As for the economy, Labour has promised to invest in industry and create a pro-business environment, without outlining what that means specifically. In terms of managing the cost of living crisis, Labour could increase the minimum wage or encourage cities to adopt “living wages,” as Oxford has, a localized norm that recognizes the different cost of living in different areas.

Labour will opt to “improve the UK’s trade and investment relationship with the EU, by tearing down unnecessary barriers to trade,” though it will not rejoin the EU or the common market. Negotiating agreements about agriculture and livestock aim to bring down food costs, and professional services agreements will help UK professionals work in EU countries.

Labour has also promised to “save the NHS” and build a health service for the future. But that will require public investment, as Starmer’s party has promised the service will always be publicly funded. That means money from somewhere, and raising individual taxes right now isn’t an appealing option given the economic challenges facing many voters. In the short term, Labour promises to reduce wait times, enlist the private sector to help deal with high volume, and improve relations with the health care unions.

But can Labour deliver — and maintain power?

How exactly Labour plans to accomplish their goals is an open question. Labour doesn’t really have a strong, bold new policy regarding the economy; there isn’t a big, splashy ideological framework. 

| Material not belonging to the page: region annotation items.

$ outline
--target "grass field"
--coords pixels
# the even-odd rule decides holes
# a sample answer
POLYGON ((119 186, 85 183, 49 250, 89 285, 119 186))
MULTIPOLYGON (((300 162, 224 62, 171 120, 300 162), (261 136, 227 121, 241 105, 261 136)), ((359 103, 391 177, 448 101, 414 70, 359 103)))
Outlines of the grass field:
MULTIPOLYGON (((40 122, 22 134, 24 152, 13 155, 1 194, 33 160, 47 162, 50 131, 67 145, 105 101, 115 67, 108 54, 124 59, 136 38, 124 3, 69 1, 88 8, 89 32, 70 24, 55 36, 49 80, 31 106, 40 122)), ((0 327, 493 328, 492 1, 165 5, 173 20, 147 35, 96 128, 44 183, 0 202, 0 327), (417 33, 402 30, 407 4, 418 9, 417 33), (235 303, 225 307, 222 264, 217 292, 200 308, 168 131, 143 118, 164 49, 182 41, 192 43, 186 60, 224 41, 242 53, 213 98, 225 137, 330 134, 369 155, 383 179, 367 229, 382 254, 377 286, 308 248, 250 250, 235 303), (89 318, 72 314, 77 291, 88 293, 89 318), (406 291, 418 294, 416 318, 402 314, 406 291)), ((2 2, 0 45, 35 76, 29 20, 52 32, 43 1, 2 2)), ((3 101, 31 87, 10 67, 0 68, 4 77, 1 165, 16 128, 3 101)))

And on one of the major factors dragging Britain’s economy down — Brexit — Labour plans to negotiate agreements about agriculture and livestock with the EU to bring down food costs, and hopes to make professional services agreements that will help UK professionals work in EU countries. Still, many of the economic pains of Brexit may remain.

And on migration, other than scrapping the Rwanda plan, there’s not too much daylight between Labour and the Tories. 

“The current government already has quite a large focus on enforcement,” Ben Brindle, a researcher at the Oxford Migration Observatory, told Vox. Labour’s approach is “still doing many of the things which the current enforcement operation is already doing” to deter irregular migration. And when it comes to migration for students and skilled labor, net migration is likely to go down anyway due to policies already in place, rather than anything Labour is actually doing.

Labour does have proposals on hand to address the housing and transit crises — including by loosening up building restrictions in the immediate term so that new housing, infrastructure, and transit services can actually be built, which could help stimulate the economy. 

“We’re using a planning regime that was created in 1948, that is incredibly stringent, and means that we’re just not building things anywhere,” Ansell said. “We have a housing crisis. We have a transportation crisis, and we have a public infrastructure crisis and an energy crisis — it’s all because we can’t build stuff. That gives [Labour] a narrative. It also gives businesses the expectation that actually there’s going to be loads and loads of infrastructure or investment and probably over quite a period of time.”

Ultimately, though, Labour sees building a stable government, especially after the years of uncertainty post-Brexit, as a useful framing — but potentially a part of its mandate. The party’s manifesto is built around the idea that it “can stop the chaos” which has helped exacerbate external problems into national crises when it is in power.